Your post is an excellent reminder of what it's essentially all

about: persistent,unending boundary violations.From your description

of her flirting with your partner,it sounds like she's still doing

it.I'm NC too with my family because they cannot change.

You wrote: " We're used to being taken advantage of,and because our

parents behaved inappropriately we don't always realise what's

happening to us straightaway. "

Yes,it makes it that much harder to gauge your own reactions when

the yardstick you are given to measure life by is inappropriate

behavior that takes advantage of you.Absolutely.

-

>

> I've just read christine depizam's (i hope i've spelt that right!)

> message re: those horrible post-partum pads! My mum used to make

me

> wear them too!
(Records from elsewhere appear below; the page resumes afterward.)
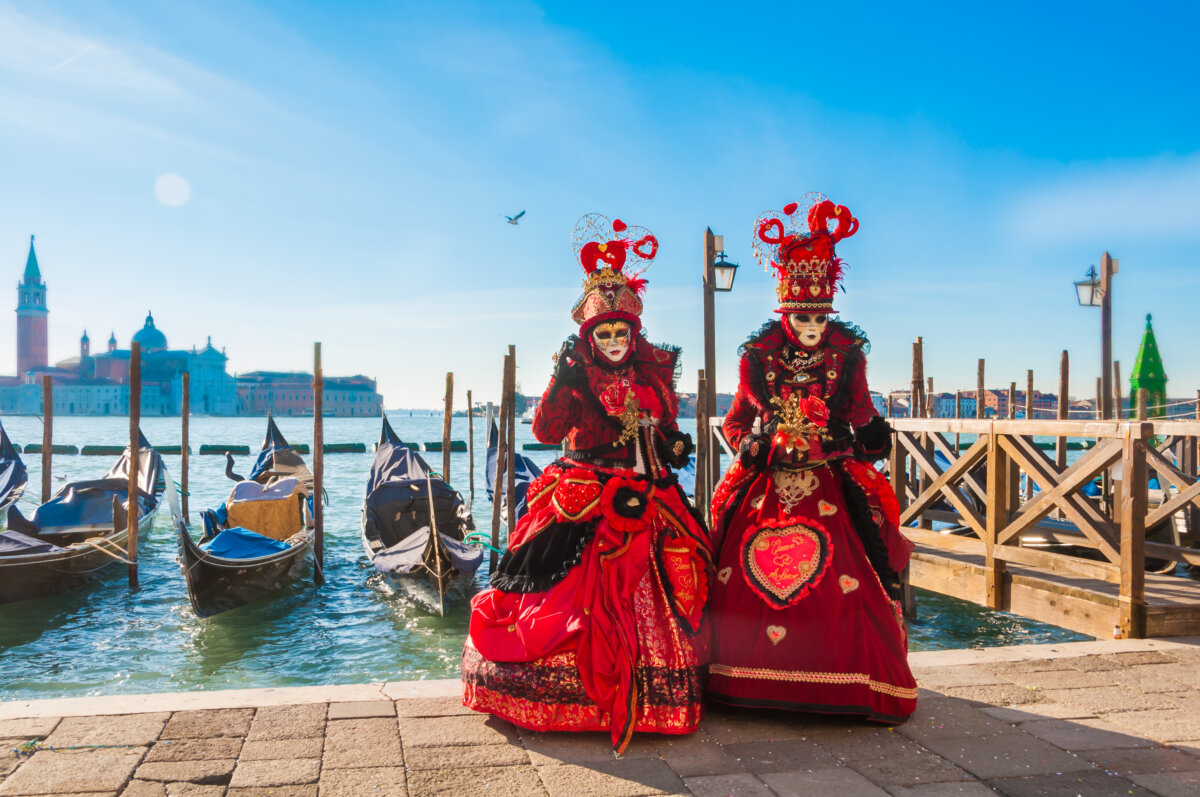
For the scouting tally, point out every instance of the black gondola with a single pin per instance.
(258, 540)
(402, 496)
(78, 534)
(13, 475)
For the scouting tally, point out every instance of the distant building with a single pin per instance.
(289, 393)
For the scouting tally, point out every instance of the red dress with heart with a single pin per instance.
(594, 621)
(805, 611)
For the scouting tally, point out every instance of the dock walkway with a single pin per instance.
(1081, 718)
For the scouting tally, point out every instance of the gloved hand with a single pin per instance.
(676, 448)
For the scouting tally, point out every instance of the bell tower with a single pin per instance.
(31, 317)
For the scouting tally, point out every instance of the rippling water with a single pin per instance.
(107, 640)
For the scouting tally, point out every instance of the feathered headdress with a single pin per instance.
(606, 251)
(803, 258)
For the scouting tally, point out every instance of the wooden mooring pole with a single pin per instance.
(47, 433)
(318, 467)
(135, 459)
(510, 481)
(471, 447)
(185, 412)
(502, 453)
(447, 418)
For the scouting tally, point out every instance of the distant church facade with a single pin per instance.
(97, 383)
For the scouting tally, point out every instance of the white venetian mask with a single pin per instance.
(808, 327)
(613, 340)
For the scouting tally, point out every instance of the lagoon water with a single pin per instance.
(106, 640)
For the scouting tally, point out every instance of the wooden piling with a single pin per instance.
(703, 445)
(135, 459)
(185, 412)
(471, 447)
(502, 453)
(47, 433)
(1117, 400)
(510, 483)
(1030, 411)
(318, 466)
(1063, 407)
(447, 415)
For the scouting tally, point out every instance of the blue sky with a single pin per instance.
(348, 167)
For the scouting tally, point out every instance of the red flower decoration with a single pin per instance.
(816, 411)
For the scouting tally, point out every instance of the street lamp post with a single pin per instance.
(1097, 292)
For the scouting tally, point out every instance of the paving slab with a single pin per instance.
(611, 778)
(209, 723)
(376, 781)
(195, 749)
(1072, 784)
(697, 755)
(491, 781)
(360, 709)
(582, 748)
(127, 729)
(355, 743)
(75, 771)
(455, 731)
(841, 781)
(275, 773)
(479, 755)
(730, 785)
(210, 772)
(274, 750)
(1170, 784)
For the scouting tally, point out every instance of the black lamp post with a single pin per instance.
(1097, 292)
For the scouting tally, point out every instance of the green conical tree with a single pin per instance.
(1147, 372)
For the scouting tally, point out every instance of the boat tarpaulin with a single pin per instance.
(406, 556)
(526, 472)
(15, 543)
(239, 543)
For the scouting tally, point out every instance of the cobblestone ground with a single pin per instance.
(1120, 723)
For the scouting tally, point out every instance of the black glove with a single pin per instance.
(754, 450)
(676, 449)
(873, 439)
(568, 367)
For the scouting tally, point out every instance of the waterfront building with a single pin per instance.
(1149, 373)
(289, 393)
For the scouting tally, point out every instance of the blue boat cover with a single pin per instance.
(526, 472)
(239, 543)
(12, 471)
(15, 543)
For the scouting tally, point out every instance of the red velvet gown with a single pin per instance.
(594, 621)
(805, 612)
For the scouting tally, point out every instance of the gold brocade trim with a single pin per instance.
(835, 678)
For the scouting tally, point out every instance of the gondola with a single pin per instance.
(13, 475)
(403, 501)
(258, 540)
(81, 533)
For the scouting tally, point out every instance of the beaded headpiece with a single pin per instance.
(613, 256)
(803, 258)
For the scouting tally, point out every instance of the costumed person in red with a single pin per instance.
(594, 621)
(805, 609)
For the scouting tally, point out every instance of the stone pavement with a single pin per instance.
(1084, 718)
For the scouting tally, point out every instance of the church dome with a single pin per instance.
(150, 337)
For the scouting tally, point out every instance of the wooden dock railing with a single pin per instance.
(997, 521)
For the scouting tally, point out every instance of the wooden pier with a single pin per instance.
(1018, 531)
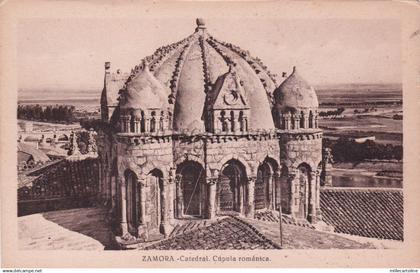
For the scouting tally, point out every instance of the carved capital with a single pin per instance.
(178, 178)
(212, 180)
(252, 179)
She also made me wear horrible bras (I was always

big-

> busted and I had to wear " construction jobs " !)

>

> Another thing she used to do when I had my period was ask how much

> was on the pad - she wanted every detail. I stopped answering her

> after a while.

>

> She also sexualised things inappropriately. I have been NC from

her

> for over a year now but she has always flirted with my partner and

> when she was on a psychiatric ward last year, staff commented on

how

> embarrassed and uncomfortable it used to make them feel when he

> visited her.

>

> I've said this before on this site but she used to touch my breasts

> and crotch area and when I protested she used to dismiss it and

> say " we're mother and daughter, it doesn't matter " .

>

> In response to friends of cam's question re us being easy prey to

> predators, i agree. We're used to being taken advantage of, and

> because our parents behaved inappropriately we don't always realise

> what's happening to us straightaway.